Imaginad que entráis en una habitación y veis un intrincado castillo de naipes con incontables plantas construido encima de la mesa. Vuestra misión es derribarlo. Si eso fuera todo, no entrañaría demasiada dificultad, ¿verdad? Un fuerte taconazo en el suelo o un enorme soplido (como cuando tomas aire para apagar las velas de una tarta de cumpleaños) bastaría para ejecutar el trabajo. Sin embargo, eso no es todo. La cuestión es que tenéis que derribar ese castillo de naipes en un momento específico en el tiempo. Hasta entonces, debe resistir.

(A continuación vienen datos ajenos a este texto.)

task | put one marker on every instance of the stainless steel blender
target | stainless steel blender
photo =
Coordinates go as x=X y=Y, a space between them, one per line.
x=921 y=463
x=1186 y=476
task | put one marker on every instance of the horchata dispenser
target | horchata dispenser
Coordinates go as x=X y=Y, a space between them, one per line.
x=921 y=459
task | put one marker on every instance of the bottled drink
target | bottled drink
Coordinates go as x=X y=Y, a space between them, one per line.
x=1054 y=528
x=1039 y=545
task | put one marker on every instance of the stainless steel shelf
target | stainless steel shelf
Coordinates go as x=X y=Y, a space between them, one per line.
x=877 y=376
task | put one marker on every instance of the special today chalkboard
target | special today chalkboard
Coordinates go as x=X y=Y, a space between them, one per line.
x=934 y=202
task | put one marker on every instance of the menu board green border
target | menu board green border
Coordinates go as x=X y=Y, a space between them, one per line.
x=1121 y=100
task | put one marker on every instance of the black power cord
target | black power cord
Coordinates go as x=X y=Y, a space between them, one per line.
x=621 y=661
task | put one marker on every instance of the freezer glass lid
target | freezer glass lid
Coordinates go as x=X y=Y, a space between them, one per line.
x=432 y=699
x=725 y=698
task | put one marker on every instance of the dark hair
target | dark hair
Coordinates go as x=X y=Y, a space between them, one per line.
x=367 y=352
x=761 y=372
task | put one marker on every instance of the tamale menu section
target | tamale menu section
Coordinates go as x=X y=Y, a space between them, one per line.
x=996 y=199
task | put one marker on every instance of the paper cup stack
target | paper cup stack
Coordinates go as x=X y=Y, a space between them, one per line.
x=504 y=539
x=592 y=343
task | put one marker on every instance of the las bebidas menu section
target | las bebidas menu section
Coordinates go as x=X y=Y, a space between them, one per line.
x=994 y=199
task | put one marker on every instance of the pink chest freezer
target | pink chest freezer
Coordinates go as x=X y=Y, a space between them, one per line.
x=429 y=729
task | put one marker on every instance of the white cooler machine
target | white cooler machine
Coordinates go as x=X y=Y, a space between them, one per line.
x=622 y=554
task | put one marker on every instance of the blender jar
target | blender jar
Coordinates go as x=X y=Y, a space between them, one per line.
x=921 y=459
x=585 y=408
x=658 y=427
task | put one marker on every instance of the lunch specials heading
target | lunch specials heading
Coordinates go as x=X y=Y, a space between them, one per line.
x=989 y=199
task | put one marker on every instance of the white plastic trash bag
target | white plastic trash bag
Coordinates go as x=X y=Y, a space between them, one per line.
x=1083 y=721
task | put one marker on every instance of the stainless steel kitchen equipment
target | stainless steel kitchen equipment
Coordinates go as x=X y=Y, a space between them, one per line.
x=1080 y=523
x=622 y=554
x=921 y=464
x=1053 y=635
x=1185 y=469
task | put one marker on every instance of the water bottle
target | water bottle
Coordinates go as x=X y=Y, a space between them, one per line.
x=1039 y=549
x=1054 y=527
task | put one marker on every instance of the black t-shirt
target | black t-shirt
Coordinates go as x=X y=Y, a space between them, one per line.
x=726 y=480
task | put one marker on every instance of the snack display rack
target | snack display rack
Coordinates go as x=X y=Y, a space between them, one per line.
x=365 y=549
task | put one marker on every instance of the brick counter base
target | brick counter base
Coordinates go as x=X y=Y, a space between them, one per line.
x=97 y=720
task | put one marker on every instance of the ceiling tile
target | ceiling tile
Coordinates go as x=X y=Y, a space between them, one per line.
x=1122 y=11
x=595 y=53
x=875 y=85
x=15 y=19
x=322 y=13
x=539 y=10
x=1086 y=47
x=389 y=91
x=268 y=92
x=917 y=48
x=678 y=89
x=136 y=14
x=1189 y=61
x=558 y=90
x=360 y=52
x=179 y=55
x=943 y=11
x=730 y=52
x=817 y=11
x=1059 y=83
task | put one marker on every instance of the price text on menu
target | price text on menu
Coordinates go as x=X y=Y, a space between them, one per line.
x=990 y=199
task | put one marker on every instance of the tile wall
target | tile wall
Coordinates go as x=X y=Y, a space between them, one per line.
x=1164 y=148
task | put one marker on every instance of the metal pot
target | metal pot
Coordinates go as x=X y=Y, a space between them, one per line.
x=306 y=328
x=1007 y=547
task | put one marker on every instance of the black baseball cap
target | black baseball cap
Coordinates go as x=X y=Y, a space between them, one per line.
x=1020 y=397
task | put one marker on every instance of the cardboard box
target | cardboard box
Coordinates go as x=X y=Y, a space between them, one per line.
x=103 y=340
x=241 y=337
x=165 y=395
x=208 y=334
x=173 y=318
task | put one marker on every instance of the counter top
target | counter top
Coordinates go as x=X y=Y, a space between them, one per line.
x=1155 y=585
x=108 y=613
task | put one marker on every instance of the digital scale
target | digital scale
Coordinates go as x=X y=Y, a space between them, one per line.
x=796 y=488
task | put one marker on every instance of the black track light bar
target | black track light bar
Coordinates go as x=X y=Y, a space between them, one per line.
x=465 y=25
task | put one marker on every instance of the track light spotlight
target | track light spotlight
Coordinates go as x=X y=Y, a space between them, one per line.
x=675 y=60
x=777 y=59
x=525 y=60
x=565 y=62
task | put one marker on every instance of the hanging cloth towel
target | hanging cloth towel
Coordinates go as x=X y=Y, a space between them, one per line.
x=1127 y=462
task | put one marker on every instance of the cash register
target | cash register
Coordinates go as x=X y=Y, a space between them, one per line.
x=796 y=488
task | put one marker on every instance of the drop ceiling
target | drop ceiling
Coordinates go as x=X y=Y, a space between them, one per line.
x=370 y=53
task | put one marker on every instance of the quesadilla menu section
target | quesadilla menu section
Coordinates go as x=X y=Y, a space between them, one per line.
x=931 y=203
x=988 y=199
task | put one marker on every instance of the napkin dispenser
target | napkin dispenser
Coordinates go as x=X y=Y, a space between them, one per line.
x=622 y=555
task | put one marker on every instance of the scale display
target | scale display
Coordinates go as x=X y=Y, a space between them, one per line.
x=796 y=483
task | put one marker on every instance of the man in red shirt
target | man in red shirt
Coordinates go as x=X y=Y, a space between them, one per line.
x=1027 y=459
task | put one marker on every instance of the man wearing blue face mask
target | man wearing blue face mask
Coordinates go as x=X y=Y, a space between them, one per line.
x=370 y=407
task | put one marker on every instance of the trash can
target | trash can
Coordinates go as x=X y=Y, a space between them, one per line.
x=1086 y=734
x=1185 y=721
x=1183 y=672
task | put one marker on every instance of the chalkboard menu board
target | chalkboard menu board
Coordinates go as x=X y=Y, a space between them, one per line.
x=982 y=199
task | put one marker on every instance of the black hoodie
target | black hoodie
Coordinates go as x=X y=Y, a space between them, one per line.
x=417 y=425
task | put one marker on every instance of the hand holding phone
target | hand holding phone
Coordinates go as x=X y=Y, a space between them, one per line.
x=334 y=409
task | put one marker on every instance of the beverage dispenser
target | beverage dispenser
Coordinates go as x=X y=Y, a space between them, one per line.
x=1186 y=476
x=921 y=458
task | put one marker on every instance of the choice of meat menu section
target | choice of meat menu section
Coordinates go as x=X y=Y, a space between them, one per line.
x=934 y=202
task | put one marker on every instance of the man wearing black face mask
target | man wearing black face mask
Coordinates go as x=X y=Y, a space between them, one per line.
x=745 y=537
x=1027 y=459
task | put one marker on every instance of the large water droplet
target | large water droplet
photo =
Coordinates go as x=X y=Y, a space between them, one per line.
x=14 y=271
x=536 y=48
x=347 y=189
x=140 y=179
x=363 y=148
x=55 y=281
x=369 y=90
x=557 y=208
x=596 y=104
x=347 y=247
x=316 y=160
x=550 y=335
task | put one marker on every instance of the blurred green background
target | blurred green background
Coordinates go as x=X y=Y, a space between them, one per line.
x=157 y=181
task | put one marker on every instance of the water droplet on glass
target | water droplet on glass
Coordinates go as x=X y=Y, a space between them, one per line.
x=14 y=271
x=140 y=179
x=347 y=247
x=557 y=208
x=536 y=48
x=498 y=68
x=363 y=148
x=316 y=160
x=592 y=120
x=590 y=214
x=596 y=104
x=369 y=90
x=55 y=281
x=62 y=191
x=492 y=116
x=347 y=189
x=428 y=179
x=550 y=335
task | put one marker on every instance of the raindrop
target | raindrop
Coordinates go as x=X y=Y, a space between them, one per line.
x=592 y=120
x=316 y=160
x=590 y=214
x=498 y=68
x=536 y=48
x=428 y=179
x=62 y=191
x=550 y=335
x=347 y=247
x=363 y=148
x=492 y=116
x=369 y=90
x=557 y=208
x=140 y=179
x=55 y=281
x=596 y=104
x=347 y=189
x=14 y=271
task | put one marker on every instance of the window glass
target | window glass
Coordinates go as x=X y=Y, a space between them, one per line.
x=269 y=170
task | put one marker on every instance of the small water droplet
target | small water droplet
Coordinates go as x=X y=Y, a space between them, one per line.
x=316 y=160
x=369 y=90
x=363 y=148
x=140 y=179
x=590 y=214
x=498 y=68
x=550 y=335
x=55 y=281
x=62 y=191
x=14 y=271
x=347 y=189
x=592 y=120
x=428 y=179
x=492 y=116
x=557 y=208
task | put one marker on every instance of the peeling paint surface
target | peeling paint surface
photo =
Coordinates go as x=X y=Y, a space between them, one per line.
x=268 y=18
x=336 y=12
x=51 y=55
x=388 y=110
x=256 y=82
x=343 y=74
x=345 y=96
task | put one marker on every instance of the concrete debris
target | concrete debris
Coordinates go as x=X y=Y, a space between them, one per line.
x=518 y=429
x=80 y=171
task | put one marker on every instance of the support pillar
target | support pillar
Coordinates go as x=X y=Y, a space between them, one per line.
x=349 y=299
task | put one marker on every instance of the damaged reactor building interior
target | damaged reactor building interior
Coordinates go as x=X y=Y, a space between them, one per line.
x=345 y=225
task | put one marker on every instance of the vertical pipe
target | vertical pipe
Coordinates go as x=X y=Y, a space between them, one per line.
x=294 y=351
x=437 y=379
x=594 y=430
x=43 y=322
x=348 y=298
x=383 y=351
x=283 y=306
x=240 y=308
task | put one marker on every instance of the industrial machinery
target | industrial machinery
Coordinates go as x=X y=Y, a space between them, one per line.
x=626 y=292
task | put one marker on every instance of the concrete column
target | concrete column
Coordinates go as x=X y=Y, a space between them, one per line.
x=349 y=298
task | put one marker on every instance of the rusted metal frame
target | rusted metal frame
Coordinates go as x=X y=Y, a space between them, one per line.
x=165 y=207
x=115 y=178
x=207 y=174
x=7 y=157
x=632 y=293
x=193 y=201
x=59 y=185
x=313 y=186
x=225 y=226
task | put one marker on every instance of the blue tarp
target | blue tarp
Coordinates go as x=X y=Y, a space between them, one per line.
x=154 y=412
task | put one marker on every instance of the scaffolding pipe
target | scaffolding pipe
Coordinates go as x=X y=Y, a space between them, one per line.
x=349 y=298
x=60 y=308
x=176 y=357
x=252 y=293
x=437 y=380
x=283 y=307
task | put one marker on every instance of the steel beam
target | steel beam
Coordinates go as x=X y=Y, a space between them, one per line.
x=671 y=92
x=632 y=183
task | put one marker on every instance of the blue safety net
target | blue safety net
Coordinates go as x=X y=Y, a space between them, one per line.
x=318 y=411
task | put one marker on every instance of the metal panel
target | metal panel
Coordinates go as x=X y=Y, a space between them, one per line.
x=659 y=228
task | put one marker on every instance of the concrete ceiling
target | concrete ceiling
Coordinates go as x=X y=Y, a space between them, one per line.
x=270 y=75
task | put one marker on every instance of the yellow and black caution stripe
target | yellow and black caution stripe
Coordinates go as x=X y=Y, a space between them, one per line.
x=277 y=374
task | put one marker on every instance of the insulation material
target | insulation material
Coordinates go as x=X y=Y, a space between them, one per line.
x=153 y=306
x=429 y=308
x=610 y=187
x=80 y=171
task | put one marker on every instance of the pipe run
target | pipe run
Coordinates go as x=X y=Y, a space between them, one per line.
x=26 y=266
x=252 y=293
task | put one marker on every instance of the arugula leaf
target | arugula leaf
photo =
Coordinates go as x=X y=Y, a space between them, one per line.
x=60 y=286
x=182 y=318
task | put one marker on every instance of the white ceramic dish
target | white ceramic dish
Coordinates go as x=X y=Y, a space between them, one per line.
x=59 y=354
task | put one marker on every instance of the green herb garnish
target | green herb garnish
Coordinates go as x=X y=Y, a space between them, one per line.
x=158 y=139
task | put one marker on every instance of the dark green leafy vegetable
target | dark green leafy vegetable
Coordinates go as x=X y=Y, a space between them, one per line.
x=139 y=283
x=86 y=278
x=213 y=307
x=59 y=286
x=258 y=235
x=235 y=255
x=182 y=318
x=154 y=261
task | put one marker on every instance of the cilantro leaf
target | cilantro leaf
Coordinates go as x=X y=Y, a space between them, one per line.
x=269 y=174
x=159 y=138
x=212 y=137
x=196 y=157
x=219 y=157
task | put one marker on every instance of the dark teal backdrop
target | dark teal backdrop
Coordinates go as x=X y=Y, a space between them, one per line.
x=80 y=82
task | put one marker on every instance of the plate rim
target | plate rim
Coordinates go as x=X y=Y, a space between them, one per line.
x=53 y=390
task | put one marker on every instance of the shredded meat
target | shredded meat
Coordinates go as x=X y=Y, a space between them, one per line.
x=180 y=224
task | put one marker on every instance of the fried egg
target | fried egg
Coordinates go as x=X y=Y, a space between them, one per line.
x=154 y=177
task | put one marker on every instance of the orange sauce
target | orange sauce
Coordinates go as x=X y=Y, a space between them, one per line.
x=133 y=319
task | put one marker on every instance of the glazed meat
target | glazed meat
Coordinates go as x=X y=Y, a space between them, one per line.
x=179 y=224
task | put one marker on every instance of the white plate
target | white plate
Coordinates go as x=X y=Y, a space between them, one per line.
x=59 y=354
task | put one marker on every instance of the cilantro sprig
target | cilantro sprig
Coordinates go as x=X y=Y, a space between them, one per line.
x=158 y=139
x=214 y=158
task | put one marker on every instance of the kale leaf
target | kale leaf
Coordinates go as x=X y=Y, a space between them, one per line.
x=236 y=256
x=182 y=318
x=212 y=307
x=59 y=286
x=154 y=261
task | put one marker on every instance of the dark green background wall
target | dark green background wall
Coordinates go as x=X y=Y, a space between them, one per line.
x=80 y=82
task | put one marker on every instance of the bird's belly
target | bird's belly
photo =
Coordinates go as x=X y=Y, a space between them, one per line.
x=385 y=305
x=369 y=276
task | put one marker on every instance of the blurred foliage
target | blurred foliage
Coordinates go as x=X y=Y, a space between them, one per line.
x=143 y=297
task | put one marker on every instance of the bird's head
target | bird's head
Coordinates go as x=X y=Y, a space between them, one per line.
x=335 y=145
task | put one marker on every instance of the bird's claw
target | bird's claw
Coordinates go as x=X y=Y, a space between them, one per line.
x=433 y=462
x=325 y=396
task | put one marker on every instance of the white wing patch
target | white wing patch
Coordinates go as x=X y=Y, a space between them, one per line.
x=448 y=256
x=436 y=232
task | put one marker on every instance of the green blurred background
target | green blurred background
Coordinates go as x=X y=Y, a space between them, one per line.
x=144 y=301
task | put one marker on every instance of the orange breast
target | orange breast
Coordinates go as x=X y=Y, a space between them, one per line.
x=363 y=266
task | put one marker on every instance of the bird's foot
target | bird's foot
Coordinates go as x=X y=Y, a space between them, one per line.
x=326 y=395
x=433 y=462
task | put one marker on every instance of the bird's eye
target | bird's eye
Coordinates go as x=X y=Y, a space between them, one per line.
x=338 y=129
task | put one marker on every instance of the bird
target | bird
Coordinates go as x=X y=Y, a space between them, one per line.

Yo sabía dónde iba a estar Dunning la tarde del domingo 5 de octubre de 1958, y no quería arriesgarme a cambiar las cosas ni un ápice. Incluso un cruce de miradas en El Farolero podría alterar su curso. Podéis resoplar y calificarme de excesivamente cauteloso; podéis decir que sería improbable que un hecho tan nimio desviara el curso de los acontecimientos. Pero el pasado es tan frágil como las alas de una mariposa. O como un castillo de naipes.

Había retornado a Derry para derribar el castillo de naipes de Frank Dunning, pero hasta entonces, tenía que protegerlo.